Epidermal growth factor receptor mutations in malignant pleural and peritoneal mesothelioma
- Yasunori Enomoto1,
- Takahiko Kasai1,
- Maiko Takeda1,
- Masato Takano1,
- Kohei Morita1,
- Eiji Kadota2,
- Norishige Iizuka2,
- Hiroshi Maruyama3,
- Joji Haratake4,
- Yu Kojima5,
- Naoya Ikeda5,
- Naoki Inatsugi6,
- Akitaka Nonomura1
- 1Department of Diagnostic Pathology, Nara Medical University School of Medicine, Nara, Japan
- 2Department of Laboratory Medicine and Pathology, Kishiwada City Hospital, Osaka, Japan
- 3Department of Pathology, Hoshigaoka Koseinenkin Hospital, Osaka, Japan
- 4Department of Diagnostic Pathology, Saiseikai Yahata General Hospital, Yahata, Fukuoka, Japan
- 5Department of Surgery, Nara Prefectural Mimuro Hospital, Nara, Japan
- 6Department of Surgery, Kenseikai Dongo Hospital, Nara, Japan
- Correspondence to Dr Takahiko Kasai, Department of Diagnostic Pathology, Nara Medical University School of Medicine, Shijo-cho 840, Kashihara, Nara 634-8521, Japan;
- Accepted 26 January 2012
- Published Online First 12 March 2012
Background Epidermal growth factor receptor (EGFR) gene mutation at the kinase domain and EGFR gene amplification are reported to be predictors of the response to EGFR tyrosine kinase inhibitors in lung cancer cases. In malignant mesothelioma (MM), the role of EGFR is less clear.

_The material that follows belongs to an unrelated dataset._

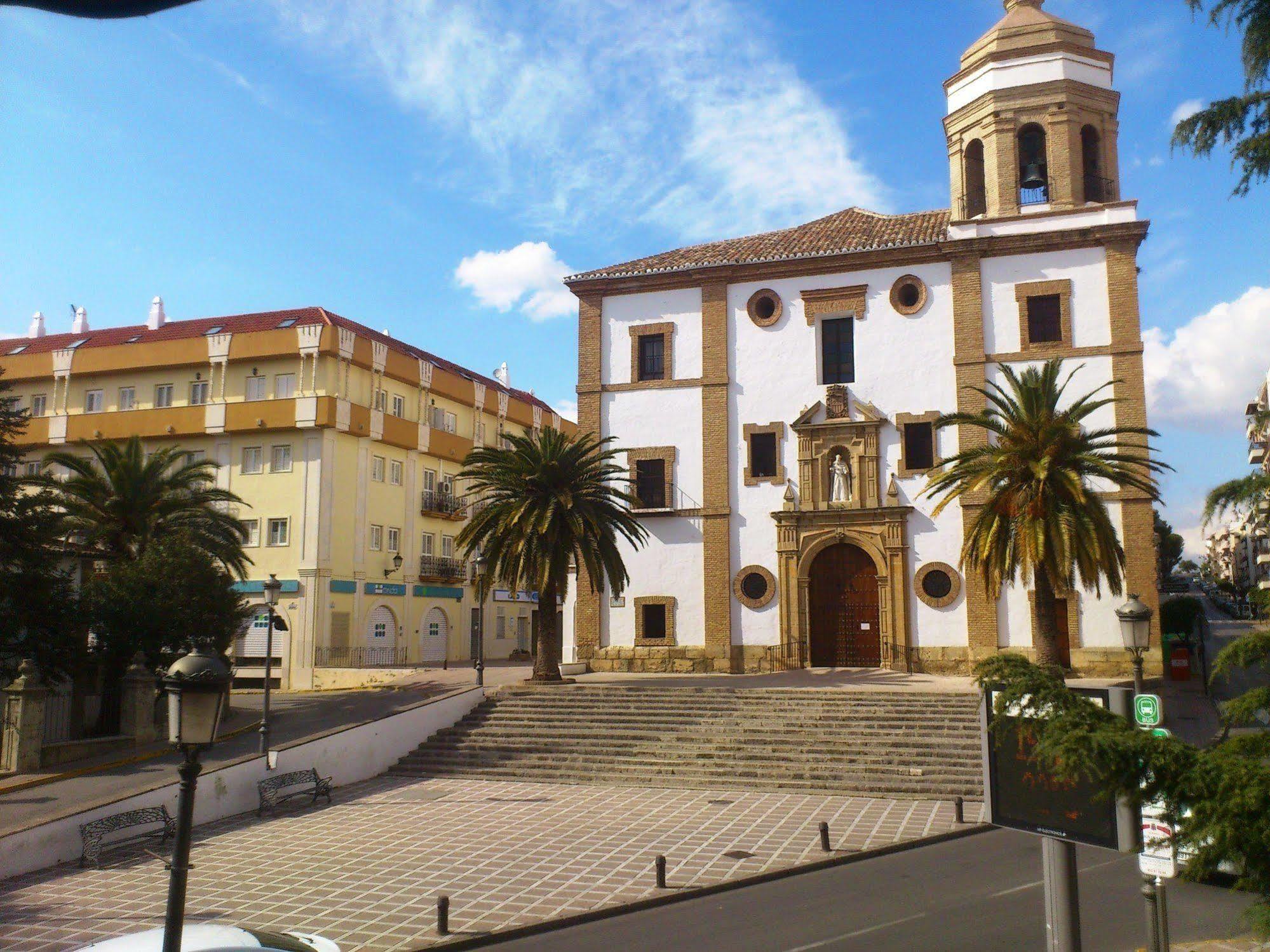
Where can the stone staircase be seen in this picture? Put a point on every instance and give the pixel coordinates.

Methods Thirty-eight MM specimens were submitted to EGFR mutation evaluation, and compared with the results of immunohistochemical staining and fluorescence in situ hybridization (FISH) analysis. DNA was extracted from paraffin blocks and PCR was performed to amplify exon regions 18–21 of the EGFR gene. Direct sequencing of the purified PCR products was performed.
Results Five EGFR missense mutations were detected in six of the 38 patients (16%); two of these mutations were novel, two were originally detected in non-small cell lung carcinoma, and one resembled a location previously noted for malignant peritoneal mesothelioma.

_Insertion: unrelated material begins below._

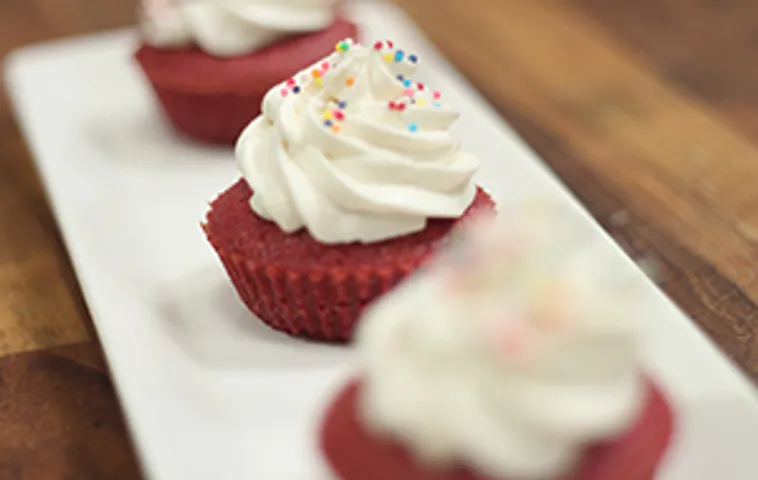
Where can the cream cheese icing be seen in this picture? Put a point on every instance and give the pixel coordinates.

Conclusion As far as the authors are aware there has been no report of the EGFR mutation of MM in Japanese cases, but in this study EGFR missense mutations were detected in some cases. EGFR mutation results were not related to immunohistochemical and FISH analysis.
- Cancer research
- epidermal growth factor receptor
- gastric pathology
- gene copy number gain
- malignant mesothelioma
- malignant tumours
- surgical pathology
Malignant mesothelioma (MM) is an aggressive tumour that develops from the pleura, the peritoneum, or other mesothelial surfaces and is commonly associated with asbestos exposure.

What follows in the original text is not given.